Greatest skyscraper ever.
An extra no, shh… yet, Hiya! Lettuce break.To ingest alternative fresh green leafy survival vegetable weeds like broad leaf lawn Plantain, which is a popular grassy tasting invasive edible, yet rumored quite occultedly sooth as the precise parboiled poultice for poison Ivy.. It is a widely common Nitrogen fixer with edible and medicinal value. It is so common, that it may weigh into your pioneering garden.
did you put ‘scrolling down’ experience of your blog readers immensely when you created this piece?
just because it seems like it. ad-infinitum visualization done nicely.
The sentence fragment ‘ad infinitum’ has been popping into my mind like a mimetic trope lately, perhaps the last two weeks. Finding this in my RSS was a treat.
You are definitely working the web medium. I often wonder how you would transfer your aesthetic to motion graphics or perhaps film.
hah! i really enjoy the pink scribble at the end.
its clear that those early drawings of junk piles still influence you.
is there a reason you simply flipped the image and colored the bold (section?) parts instead of letting the composition end on its own?
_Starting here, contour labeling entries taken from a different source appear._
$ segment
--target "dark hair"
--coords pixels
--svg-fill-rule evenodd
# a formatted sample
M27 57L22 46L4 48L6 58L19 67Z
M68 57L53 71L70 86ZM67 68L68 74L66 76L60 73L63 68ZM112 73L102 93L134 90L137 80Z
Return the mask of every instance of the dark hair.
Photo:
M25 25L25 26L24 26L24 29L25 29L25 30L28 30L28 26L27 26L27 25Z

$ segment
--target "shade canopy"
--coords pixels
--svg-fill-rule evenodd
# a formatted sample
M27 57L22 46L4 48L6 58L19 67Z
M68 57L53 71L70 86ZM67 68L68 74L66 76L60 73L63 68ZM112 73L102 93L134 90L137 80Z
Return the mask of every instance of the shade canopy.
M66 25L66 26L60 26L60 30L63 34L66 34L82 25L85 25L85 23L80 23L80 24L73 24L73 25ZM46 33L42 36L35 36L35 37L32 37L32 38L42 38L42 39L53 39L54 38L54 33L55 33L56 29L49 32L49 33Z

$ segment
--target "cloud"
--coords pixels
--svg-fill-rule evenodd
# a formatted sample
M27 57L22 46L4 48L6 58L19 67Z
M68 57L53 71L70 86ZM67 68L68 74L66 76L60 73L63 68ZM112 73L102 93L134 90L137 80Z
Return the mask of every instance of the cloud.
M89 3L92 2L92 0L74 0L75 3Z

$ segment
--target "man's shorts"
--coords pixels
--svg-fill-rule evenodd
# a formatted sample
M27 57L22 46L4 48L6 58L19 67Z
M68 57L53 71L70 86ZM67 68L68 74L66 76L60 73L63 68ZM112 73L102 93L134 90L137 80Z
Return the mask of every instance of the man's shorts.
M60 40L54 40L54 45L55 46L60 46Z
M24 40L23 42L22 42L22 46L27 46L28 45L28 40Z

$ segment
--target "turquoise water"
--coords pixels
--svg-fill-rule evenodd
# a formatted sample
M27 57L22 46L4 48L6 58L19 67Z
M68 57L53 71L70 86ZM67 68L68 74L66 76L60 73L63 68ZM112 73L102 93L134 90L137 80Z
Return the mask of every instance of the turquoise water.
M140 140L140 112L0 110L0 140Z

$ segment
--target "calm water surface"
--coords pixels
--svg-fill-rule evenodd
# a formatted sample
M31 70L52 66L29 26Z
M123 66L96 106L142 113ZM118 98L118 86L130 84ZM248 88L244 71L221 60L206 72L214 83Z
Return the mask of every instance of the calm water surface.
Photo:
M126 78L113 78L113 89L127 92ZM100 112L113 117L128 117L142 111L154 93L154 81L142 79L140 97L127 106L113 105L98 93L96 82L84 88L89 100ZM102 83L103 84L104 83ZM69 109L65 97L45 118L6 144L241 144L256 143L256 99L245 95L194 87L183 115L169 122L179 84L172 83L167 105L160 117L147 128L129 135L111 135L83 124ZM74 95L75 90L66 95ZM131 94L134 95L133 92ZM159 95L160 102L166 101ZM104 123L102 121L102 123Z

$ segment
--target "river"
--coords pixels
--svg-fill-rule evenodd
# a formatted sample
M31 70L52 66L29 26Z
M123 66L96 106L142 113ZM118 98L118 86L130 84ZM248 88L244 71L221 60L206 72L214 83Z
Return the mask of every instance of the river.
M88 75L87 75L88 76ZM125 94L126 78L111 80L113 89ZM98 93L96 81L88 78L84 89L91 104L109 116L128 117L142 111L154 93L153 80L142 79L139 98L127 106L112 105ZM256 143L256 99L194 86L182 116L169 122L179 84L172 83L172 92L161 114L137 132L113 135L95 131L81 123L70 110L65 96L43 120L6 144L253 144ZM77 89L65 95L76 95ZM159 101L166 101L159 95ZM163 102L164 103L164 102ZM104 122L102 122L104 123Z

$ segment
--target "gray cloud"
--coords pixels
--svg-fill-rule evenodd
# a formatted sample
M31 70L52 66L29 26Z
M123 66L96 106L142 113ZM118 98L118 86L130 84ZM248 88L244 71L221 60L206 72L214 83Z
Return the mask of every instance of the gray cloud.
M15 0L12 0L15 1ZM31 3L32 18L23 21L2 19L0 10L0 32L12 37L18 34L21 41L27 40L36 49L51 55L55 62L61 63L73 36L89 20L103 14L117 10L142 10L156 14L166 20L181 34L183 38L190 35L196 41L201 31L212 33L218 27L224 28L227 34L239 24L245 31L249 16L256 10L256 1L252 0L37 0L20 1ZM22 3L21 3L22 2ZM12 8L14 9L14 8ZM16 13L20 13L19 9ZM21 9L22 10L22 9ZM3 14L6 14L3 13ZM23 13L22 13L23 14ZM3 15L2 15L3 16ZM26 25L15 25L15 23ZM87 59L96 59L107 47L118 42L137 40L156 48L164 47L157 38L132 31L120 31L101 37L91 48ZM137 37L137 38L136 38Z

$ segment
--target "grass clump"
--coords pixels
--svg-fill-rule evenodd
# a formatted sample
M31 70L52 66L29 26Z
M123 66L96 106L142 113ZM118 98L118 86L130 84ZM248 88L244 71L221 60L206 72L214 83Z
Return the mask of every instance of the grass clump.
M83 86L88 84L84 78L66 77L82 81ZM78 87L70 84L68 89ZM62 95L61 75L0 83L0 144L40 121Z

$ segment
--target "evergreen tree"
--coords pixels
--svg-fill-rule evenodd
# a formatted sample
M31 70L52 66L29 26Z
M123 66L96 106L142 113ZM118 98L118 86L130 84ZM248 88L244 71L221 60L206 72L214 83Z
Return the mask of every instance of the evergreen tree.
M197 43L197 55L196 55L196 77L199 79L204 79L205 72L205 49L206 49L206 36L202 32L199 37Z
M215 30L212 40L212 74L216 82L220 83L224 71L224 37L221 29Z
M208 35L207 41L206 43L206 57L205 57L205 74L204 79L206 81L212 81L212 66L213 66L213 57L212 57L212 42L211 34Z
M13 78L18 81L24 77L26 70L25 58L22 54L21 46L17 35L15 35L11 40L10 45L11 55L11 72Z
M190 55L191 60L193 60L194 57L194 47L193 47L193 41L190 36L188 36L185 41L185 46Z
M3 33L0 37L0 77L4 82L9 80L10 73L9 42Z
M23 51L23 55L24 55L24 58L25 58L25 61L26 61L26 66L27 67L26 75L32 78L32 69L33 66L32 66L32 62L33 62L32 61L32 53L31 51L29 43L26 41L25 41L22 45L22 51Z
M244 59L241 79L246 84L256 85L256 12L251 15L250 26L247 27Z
I would be interested to see the whole composition.
without the mechanism of a webpage, we wouldn’t be able to see this work in a continual flow
i disagree. while the scrolling certainly helps direct the viewer, those two mechanisms in your skull can do the same thing in person.
granted this scrolling forces the viewer to see only a limited portion at a time, my curiosity is piqued by whatever is to the left and right of the cropped portions, and how the composition actually terminates.
Take good notes on the potent triptych of eclipses in time and space of late.
Are you sure this isn’t your proposal for the High Line? When I see this without any narrative or explanation I see plan, a very long slender path, perhaps it is due to the eventual cropping of the image about a third of the way down. The various in’s and out’s and open and covered sections of such a path would make for quite an exciting experience. What’s to the right and left?